Editorial: Hastening Obamacare’s demise isn’t a solution
Now that our area’s top insurer, Blue Cross and Blue Shield of Kansas City, has announced that it is pulling out of the Affordable Care Act exchange next year, about 67,000 of its customers in Kansas and Missouri are vulnerable.
Congressional Republicans insist that they don’t want insurance markets here or anywhere else to fail. But their party has done everything in its power to encourage that outcome.
And since President Donald Trump has said he might just let the exchanges collapse, that has only added to the uncertainty that makes this result more likely.
Our own elected officials seem mainly concerned with making sure it’s Democrats who get the blame if that happens.
Kansas Gov. Sam Brownback says Blue KC’s exit shows “Obamacare’s death spiral is growing worse,” and his fellow Republican, U.S. Sen.
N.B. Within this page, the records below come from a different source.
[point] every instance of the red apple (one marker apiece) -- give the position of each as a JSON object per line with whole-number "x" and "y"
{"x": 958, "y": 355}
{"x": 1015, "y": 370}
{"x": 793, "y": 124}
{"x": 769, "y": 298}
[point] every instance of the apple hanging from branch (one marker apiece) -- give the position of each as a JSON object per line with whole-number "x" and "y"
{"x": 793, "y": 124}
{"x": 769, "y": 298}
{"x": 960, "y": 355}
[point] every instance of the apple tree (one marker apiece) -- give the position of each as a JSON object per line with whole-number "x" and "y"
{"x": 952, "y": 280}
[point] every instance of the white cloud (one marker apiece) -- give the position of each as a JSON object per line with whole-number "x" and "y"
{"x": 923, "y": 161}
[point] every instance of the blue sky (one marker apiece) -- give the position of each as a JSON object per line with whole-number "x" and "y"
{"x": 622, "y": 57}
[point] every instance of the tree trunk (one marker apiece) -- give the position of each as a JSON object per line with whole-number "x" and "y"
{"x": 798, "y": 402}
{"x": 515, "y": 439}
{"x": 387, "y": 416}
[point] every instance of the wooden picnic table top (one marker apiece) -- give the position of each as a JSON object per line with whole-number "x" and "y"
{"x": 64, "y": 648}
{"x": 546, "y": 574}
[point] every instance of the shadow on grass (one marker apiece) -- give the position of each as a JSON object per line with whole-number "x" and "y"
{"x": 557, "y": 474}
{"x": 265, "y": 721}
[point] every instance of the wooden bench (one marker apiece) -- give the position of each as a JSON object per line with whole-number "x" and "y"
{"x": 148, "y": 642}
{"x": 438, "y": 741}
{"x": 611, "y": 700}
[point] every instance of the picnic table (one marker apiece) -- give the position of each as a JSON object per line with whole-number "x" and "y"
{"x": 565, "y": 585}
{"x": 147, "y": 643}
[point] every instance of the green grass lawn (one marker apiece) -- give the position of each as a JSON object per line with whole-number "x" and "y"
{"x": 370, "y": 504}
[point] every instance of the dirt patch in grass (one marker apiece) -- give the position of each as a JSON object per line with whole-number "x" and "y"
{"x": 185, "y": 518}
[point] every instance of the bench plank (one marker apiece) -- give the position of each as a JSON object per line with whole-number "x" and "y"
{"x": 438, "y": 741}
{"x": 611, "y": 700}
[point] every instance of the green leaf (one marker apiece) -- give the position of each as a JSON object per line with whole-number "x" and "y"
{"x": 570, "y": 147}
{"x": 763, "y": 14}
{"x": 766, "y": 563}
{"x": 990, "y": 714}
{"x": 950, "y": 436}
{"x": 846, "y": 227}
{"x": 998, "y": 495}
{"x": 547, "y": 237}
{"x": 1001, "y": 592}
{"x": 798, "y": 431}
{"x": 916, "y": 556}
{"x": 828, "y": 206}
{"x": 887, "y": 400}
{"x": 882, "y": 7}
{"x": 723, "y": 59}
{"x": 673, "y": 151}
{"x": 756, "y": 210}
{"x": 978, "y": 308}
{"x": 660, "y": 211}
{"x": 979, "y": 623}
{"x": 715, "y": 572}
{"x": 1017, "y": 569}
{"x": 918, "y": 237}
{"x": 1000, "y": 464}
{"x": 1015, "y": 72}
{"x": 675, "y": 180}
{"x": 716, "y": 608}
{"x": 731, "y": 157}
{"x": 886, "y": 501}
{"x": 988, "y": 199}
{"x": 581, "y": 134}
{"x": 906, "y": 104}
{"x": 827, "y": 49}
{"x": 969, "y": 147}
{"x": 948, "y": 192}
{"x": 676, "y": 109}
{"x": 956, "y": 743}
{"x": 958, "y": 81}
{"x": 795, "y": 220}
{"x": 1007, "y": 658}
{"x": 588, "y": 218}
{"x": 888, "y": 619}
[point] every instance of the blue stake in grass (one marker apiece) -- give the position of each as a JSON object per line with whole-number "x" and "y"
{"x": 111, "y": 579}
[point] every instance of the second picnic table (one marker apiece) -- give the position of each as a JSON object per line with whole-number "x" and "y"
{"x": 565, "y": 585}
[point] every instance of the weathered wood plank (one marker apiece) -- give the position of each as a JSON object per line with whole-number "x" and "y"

Roy Blunt of Missouri, called it a reminder that President Barack Obama was all wrong when he said that if you liked your doctor, you could keep your doctor.
“It is another devastating blow,” Blunt said, “to families that are already struggling with higher costs and less access to quality health care under the law.”
He is right about that.
But let’s not forget how we got here.
Or lose sight of the fact that most health care costs — for Medicare and in the employer market — have actually risen far less rapidly under Obamacare than they did before the law was passed.
(For instance, employer plan premiums have risen 20 percent since 2011, compared to 31 percent in the previous five years and 63 percent in the five years before that, according to the nonpartisan Kaiser Family Foundation.)
Still, costs have continued to move in the wrong direction, and especially in states like ours that did not expand Medicaid, many insurers have been losing money on the ACA plans.
A safety net for those companies was written into the Obamacare law because it was obvious that initial payouts would be sizable for people who hadn’t had insurance in a long time, if ever, and would almost certainly need more care at first.
Insurers were supposed to be able to make up for those outlays with user fees kicked in by those companies that were making money.
But there weren’t enough of those right away, and only two years after the original bill was signed into law, Republicans blocked the government from funding those payments any other way.
It’s not clear that the GOP-controlled Senate can agree on any health care bill at all, so just kicking what we’ve got until it falls apart isn’t an answer.
Letting Americans without coverage get it under Medicare would be one way to go. A bill introduced last week by Democratic Sen. Claire McCaskill of Missouri that would allow those in counties without ACA insurers to buy into the same DC exchange available to members of Congress is another plausible idea.
If it’s good enough for members of Congress, after all, then why wouldn’t it be good enough for their constituents?